Form 8-K
Washington, D.C. 20549
Pursuant to Section 13 OR 15(d) of The Securities Exchange Act of 1934
Date of Report (Date of earliest event reported): December 6, 2010
A.C. Moore Arts & Crafts, Inc.
(Exact name of registrant as specified in its charter)
Pennsylvania   000-23157   22-3527763
(State or other jurisdiction
of incorporation)
  (Commission File Number)   (IRS Employer Identification No.)
130 A.C. Moore Drive, Berlin, NJ   08009
(Address of principal executive offices)   (Zip Code)
Registrant’s telephone number, including area code: (856) 768-4930
Not Applicable
(Former name or former address, if changed since last report.)
Check the appropriate box below if the Form 8-K filing is intended to simultaneously satisfy the filing obligation of the registrant under any of the following provisions:
o   Written communications pursuant to Rule 425 under the Securities Act (17 CFR 230.425)
o   Soliciting material pursuant to Rule 14a-12 under the Exchange Act (17 CFR 240.14a-12)
o   Pre-commencement communications pursuant to Rule 14d-2(b) under the Exchange Act (17 CFR 240.14d-2(b))
o   Pre-commencement communications pursuant to Rule 13e-4(c) under the Exchange Act (17 CFR 240.13e-4(c))


Item 5.02 Departure of Directors or Certain Officers; Election of Directors; Appointment of Certain Officers; Compensatory Arrangements of Certain Officers.
On December 6, 2010, A.C. Moore Arts & Crafts, Inc. (the “A.C. Moore”) entered into an employment letter (the “letter agreement”) with Rodney Schriver, Vice President, Chief Accounting Officer, Controller and Treasurer.
Pursuant to the letter agreement, Mr. Schriver receives a base salary of $205,500 per year and is eligible to participate in A.C. Moore’s annual and long-term incentive plans. On October 5, 2011, Mr. Schriver will be entitled to receive a special cash retention award equal to 45% of his base salary, or $92,497.50, less tax and withholdings. If A.C. Moore terminates his employment without cause (as defined in the letter agreement), Mr. Schriver is entitled to receive base salary through the sixth-month anniversary of the termination date. In the event Mr. Schriver remains unemployed after six months from his termination date, he will receive an additional month of base salary for each month he remains unemployed, up to a maximum of six additional months.

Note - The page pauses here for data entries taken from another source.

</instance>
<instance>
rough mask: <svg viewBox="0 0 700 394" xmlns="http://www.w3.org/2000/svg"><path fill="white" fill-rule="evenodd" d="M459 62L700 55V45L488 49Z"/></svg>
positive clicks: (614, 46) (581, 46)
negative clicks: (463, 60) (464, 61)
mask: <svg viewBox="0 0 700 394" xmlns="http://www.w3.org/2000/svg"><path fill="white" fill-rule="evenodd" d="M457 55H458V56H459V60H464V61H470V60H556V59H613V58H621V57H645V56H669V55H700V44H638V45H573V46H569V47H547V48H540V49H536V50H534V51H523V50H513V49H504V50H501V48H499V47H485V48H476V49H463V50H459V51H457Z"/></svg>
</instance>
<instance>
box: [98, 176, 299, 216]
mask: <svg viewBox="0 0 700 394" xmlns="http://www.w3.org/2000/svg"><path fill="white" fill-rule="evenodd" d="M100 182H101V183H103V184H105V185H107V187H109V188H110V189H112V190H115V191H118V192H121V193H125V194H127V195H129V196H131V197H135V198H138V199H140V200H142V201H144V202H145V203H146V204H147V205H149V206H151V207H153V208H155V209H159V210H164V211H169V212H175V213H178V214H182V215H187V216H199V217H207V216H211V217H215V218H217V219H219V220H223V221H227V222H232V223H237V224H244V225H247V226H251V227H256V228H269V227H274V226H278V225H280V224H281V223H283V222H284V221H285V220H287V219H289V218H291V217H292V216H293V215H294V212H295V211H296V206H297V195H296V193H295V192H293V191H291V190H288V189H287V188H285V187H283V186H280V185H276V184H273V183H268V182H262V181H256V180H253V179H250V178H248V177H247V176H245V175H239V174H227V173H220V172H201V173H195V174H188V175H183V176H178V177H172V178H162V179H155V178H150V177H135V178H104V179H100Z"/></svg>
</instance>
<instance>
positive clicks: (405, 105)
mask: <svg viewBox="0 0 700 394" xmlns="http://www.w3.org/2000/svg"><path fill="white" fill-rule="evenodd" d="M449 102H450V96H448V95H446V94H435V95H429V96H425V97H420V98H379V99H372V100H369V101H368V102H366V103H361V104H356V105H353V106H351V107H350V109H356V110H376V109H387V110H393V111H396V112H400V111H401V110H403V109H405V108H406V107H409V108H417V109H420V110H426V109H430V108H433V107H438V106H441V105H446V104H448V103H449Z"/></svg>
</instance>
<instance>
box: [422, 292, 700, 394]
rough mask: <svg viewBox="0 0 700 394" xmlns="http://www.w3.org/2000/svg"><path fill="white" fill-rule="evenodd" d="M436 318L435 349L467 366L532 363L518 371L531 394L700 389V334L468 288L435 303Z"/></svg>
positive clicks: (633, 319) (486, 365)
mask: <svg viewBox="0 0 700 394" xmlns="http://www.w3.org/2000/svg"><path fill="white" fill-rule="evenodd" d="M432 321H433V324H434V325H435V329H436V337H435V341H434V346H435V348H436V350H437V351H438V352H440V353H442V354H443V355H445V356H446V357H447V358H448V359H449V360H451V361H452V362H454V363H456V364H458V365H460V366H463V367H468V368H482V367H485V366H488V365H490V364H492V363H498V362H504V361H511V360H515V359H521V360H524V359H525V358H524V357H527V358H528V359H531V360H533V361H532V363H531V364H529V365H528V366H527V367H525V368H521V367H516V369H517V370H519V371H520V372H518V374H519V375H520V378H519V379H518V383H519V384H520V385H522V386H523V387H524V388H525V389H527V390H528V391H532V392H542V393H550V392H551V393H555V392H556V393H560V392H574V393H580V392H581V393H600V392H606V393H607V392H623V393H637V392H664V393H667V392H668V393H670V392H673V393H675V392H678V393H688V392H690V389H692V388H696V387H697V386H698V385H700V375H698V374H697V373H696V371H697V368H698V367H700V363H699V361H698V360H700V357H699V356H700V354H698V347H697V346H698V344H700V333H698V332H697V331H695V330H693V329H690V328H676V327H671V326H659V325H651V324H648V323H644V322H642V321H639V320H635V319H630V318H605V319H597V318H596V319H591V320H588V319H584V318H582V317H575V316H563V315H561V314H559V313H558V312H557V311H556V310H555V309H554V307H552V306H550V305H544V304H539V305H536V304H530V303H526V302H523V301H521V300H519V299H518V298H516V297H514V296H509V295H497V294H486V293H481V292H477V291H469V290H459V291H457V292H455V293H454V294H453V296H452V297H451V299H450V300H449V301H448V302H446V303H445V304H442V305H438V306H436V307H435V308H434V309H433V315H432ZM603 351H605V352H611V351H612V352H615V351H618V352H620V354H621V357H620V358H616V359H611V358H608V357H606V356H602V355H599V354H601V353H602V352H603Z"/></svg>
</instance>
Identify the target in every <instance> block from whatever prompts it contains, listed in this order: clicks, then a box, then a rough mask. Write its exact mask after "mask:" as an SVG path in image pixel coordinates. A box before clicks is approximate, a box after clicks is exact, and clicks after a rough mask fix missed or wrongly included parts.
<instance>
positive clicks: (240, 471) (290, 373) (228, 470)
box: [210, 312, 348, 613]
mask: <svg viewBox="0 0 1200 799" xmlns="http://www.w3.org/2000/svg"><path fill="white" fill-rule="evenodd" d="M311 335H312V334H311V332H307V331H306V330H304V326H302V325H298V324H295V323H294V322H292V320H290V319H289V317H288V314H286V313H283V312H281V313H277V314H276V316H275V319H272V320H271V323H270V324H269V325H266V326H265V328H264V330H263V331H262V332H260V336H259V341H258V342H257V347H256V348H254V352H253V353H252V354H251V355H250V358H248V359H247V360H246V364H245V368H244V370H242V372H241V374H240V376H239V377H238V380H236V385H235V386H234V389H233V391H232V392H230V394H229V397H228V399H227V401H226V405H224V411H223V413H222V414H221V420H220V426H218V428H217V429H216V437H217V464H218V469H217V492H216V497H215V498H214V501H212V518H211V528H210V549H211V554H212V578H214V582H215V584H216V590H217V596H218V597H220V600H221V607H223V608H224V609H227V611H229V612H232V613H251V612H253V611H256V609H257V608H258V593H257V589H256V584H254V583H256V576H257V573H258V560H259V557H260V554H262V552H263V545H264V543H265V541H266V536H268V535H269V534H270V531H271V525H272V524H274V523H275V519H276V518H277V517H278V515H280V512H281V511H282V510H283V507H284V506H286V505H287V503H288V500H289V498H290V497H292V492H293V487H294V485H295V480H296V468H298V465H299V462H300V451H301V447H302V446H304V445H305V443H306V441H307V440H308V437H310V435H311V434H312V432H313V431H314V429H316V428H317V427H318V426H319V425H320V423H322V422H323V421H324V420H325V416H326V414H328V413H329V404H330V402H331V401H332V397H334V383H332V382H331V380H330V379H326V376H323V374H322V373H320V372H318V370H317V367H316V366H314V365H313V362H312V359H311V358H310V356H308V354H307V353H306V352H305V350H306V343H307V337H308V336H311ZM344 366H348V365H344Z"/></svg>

Mr. Schriver is required to actively seek employment after the termination date in order to receive the additional monthly severance. If he is terminated without cause in the six-month period following a change of control (as defined in the letter agreement), Mr. Schriver will receive a cash lump sum payment equal to six months’ base salary at his then current rate. The letter agreement requires that Mr. Schriver enter into a release of all claims in order to receive any payments following termination of employment without cause.
Mr. Schriver’s letter agreement contains restrictive covenants relating to confidentiality, non-disparagement, non-competition and non-solicitation. The non-competition and non-solicitation prohibition is for 12 months following the termination of his employment.
The foregoing summary of the agreement with Mr. Schriver is not intended to be complete, and is qualified in its entirety by reference to the agreement, which is attached to this Current Report on Form 8-K as Exhibit 10.1 and is incorporated by reference into this Item 5.02.
Item 9.01 Financial Statements and Exhibits.
(d) Exhibits.
Exhibit No.   Description
Letter agreement, dated December 6, 2010, between the Company and Rodney B. Schriver.




Pursuant to the requirements of the Securities Exchange Act of 1934, the registrant has duly caused this report to be signed on its behalf by the undersigned hereunto duly authorized.
Date: December 6, 2010  By:   /s/ Amy Rhoades    
    Name:   Amy Rhoades   
    Title:   Senior Vice President and General Counsel   




Exhibit No.   Description
Letter agreement, dated December 6, 2010, between the Company and Rodney B. Schriver.